Multiple alignment of 44 amino acids sequences of histone H2a related proteins from human and mouse was created using the CLUSTAL W [12] on the DNA Databank of Japan. The phylogenetic tree by the neighbor-joining method with 1000 bootstrap analyses was constructed based on the multiple alignment using MEGA version 2.1 [13].
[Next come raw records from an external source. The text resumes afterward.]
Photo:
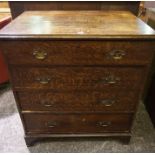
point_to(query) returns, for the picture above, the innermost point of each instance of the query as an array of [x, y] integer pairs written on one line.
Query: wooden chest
[[77, 73]]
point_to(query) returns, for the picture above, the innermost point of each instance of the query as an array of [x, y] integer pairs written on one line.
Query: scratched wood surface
[[76, 24]]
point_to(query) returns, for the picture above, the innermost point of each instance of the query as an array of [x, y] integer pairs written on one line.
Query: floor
[[11, 132]]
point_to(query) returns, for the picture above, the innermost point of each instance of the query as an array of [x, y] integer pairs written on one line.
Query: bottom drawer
[[77, 123]]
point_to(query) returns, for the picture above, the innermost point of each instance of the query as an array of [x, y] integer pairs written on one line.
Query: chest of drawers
[[77, 73]]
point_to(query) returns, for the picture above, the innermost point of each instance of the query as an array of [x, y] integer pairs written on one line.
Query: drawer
[[77, 78], [75, 123], [78, 52], [78, 101]]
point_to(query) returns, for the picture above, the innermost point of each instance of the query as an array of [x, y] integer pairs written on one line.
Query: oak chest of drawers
[[77, 73]]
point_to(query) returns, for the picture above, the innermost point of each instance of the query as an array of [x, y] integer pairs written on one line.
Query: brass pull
[[51, 124], [117, 54], [43, 80], [47, 103], [104, 123], [40, 55], [107, 102], [109, 79]]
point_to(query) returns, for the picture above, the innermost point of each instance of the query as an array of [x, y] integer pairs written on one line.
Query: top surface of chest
[[77, 24]]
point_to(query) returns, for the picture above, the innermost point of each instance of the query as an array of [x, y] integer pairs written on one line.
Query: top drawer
[[78, 52]]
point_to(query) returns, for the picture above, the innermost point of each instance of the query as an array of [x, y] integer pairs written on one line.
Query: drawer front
[[78, 101], [77, 78], [78, 52], [74, 123]]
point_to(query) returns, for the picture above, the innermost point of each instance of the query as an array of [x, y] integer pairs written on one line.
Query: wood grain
[[77, 78], [85, 123], [78, 52], [76, 24], [83, 101]]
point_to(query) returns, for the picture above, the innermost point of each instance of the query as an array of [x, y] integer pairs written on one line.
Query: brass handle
[[43, 80], [117, 54], [107, 102], [109, 79], [51, 124], [104, 123], [40, 55], [47, 103]]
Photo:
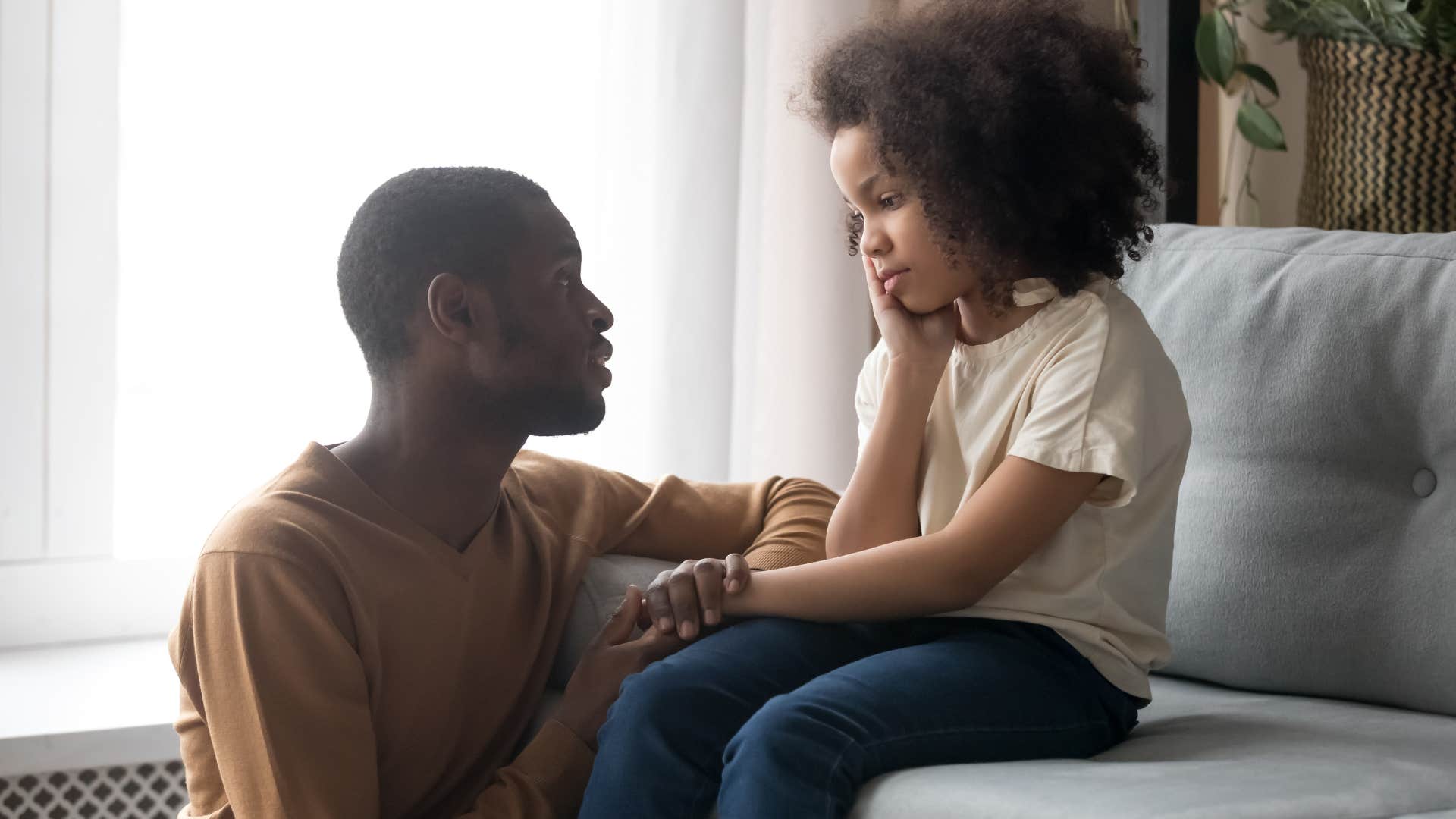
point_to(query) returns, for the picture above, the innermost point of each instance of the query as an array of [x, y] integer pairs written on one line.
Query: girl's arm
[[1012, 515], [880, 502]]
Cell cycle synchronization

The cell cycle of Hepa 1–6 cells was synchronized at the end of G1-phase by the addition of thymidine-hydroxyurea. The cell cycle arrest was released by washing out the thymidine-hydroxyurea, then the cells were harvested at intervals of 1 h from 0 h to 11 h.

RNA extraction

Total RNA was extracted by using the RNeasy mini kit (Qiagen) according to the manual for the cell line. After that, each sample was treated with DNase I.

cDNA synthesis

RNA (approximately 0.5 μg) and random hexamer primers were heated to 70°C for 10 min, followed by cooling on ice for 5 min. The cDNA was synthesized using Superscript III First Strand buffer (Invitrogen) according to the manual. The reverse transcriptase was inactivated by a 15-min incubation at 70°C.

Quantitative PCR

The following primers were used: 5'-AACTGTAGCCCGGCCCG-3' and 5'-TTCGTCTGTTTGCGCTTT-3' (primer set 1, product size 100 bp) and 5'-CAACAAGCTGCTGGGCAAA-3' and 5'-TCGCCTTATGGTGGCTCTCC-3' (primer set 2, product size 101 bp) for transcripts of Hist2h2aa2; 5'-ACTCCGGAAAGGCCAAGACA-3' and 5'-GTTGTCCTAGATTTCAGGTG-3' for H2afz, product size 100 bp; 5'-CGTCCTGCCCAATATCCAG-3' and 5'-TCTGCACCCGTCTGTCG-3' (primer set 1, product size 90 bp) and 5'-AAGCAGGGCGGTAAGGTG-3' and 5'-TCCGCGTAGTTGCCCTTC-3' (primer set 2, product size 110 bp) for E130307C13; and 5'-TGTGTCCGTCGTGGATCTGA-3' and 5'-CCTGCTTCACCACCTTCTTGA-3' for GAPDH (glyceraldehyde-3-phosphate dehydrogenase), product size 76 bp. Quantification of GAPDH mRNA was used as a control for data normalization. PCR amplification was performed on an ABI PRISM 7700 Sequence Detection System (Applied Biosystems). The PCR conditions were an initial step of 30 s at 95°C, followed by 40 cycles of 5 s at 95°C and 30 s at 60°C. The SYBR premix Ex Taq (Takara) was used according to the manual. Expression was assessed by evaluating threshold cycle (CT) values. The relative amount of expressed RNA was calculated using Livak and Schmittgen's method [14].